2. Die persönliche Weigerung zu kämpfen

  • Eher mehrheitsfähig: Die Aussage, im Ernstfall selbst nicht zur Waffe greifen zu wollen, hat eine deutlich höhere Zustimmung. In Umfragen geben regelmäßig große Teile der Bevölkerung (oft über 50%) an, dass sie nicht persönlich kämpfen würden. Bei der Jugend ist diese Quote tendenziell noch höher. Dies ist jedoch oft eine abstrakte, emotionale Antwort und nicht zwingend eine politische Forderung nach Kapitulation. Es drückt eher eine tiefe Friedenssehnsucht und eine Abneigung gegen Gewalt aus als eine durchdachte strategische Entscheidung.

3. Die Skepsis gegenüber „Kriegstüchtigkeit“ und Wehrpflicht

  • Sehr verbreitet: Nymoens Unbehagen gegenüber Begriffen wie „Kriegstüchtigkeit“ und einer möglichen Wiedereinführung der Wehrpflicht teilen sehr viele junge Menschen.
    • Generationenkonflikt: Bei der Wehrpflicht zeigt sich ein klarer Graben: Ältere Generationen, die nicht mehr betroffen wären, befürworten sie deutlich stärker als die jungen Menschen, die eingezogen werden würden.
    • Kritik an Normalisierung: Die Sorge, dass militärische Logik und Sprache den zivilen Diskurs dominieren, ist ein zentraler Punkt, der bei vielen jungen, in Frieden aufgewachsenen Menschen auf Resonanz stößt.

Fazit:

Ole Nymoen formuliert eine extreme individualistische und pazifistische Position, die in ihrer Konsequenz (aktive Inkaufnahme einer Besatzung) nicht mehrheitsfähig ist.

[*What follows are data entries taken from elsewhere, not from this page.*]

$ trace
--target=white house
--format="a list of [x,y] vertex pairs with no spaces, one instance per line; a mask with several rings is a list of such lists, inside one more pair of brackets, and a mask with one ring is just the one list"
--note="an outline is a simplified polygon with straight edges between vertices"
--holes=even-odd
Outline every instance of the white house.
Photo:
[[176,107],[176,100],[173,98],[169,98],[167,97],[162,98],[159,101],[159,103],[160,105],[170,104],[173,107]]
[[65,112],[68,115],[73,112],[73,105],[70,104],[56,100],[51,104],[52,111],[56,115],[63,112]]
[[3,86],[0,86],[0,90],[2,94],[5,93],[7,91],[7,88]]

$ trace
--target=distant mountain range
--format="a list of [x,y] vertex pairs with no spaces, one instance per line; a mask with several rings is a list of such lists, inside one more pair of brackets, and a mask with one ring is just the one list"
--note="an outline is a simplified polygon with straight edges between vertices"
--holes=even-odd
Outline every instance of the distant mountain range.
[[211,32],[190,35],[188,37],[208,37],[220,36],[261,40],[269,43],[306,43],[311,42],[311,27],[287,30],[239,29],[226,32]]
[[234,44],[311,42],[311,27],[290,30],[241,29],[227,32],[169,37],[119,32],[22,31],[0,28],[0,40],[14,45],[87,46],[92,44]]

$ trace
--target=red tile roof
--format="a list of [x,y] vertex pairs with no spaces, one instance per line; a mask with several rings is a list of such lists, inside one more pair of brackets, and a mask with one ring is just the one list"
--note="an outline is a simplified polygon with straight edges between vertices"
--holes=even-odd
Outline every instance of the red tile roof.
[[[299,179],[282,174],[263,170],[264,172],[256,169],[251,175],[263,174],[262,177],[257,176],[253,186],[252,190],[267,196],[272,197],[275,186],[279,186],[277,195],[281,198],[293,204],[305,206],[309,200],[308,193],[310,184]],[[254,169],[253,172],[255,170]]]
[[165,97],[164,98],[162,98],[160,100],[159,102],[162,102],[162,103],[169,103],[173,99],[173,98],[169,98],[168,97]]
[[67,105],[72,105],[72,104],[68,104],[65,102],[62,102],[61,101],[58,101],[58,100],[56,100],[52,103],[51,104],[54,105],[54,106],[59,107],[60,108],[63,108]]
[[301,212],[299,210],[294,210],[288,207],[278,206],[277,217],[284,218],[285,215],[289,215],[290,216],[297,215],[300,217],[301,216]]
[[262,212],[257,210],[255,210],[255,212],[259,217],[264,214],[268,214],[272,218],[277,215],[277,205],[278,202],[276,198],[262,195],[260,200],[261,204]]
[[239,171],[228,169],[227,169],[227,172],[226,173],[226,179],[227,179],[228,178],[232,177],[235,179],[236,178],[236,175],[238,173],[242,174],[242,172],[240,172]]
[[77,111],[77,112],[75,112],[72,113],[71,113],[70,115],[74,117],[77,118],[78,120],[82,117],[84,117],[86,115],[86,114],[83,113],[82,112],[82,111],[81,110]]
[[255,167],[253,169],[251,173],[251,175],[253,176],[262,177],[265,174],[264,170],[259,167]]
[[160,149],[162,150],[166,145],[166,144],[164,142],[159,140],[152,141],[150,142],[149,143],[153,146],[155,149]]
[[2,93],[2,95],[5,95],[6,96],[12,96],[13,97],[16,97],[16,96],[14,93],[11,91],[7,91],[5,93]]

Aber: Er ist die Stimme für ein tief verwurzeltes Gefühl der Entfremdung vom Militärischen und eine große Angst vor dem Krieg und seinen persönlichen Konsequenzen (Wehrpflicht), das in der deutschen Jugend sehr wohl mehrheitsfähig ist.

Er artikuliert den Konflikt einer Generation, die in der Sicherheit der EU aufgewachsen ist und nun mit einer Realität konfrontiert wird, in der Frieden und Freiheit möglicherweise verteidigt werden müssen – eine Vorstellung, die für viele zutiefst beunruhigend und abstrakt bleibt. Seine Meinung ist somit zwar eine Außenseiterposition, aber sie wurzelt in einem weit verbreiteten Gefühl.


Übrigens

Die sowjetische Besatzung der DDR zeigt, dass eine russische Besatzung Deutschlands heute wahrscheinlich mit politischer Unterdrückung, wirtschaftlicher Schwächung, gesellschaftlicher Spaltung und kultureller Indoktrination einhergehen würde. Die Erfahrungen aus der Ukraine, die in der Talkshow geschildert werden, deuten darauf hin, dass eine moderne Besatzung noch brutaler und zerstörerischer sein könnte, mit Folter, Gewalt und einem „Todeskult“, wie Eigendorf und Gurkov beschreiben. Ole Nymoen’s Haltung, sich lieber zu verstecken oder zu ergeben, spiegelt eine verständliche, aber problematische Perspektive, da die DDR zeigt, dass Besatzung oft ein Leben in Angst und Unfreiheit bedeutet. Sönke Neitzel betont, dass Verteidigungsbereitschaft notwendig ist, um eine solche Katastrophe zu verhindern, was die historische Lehre der DDR unterstreicht.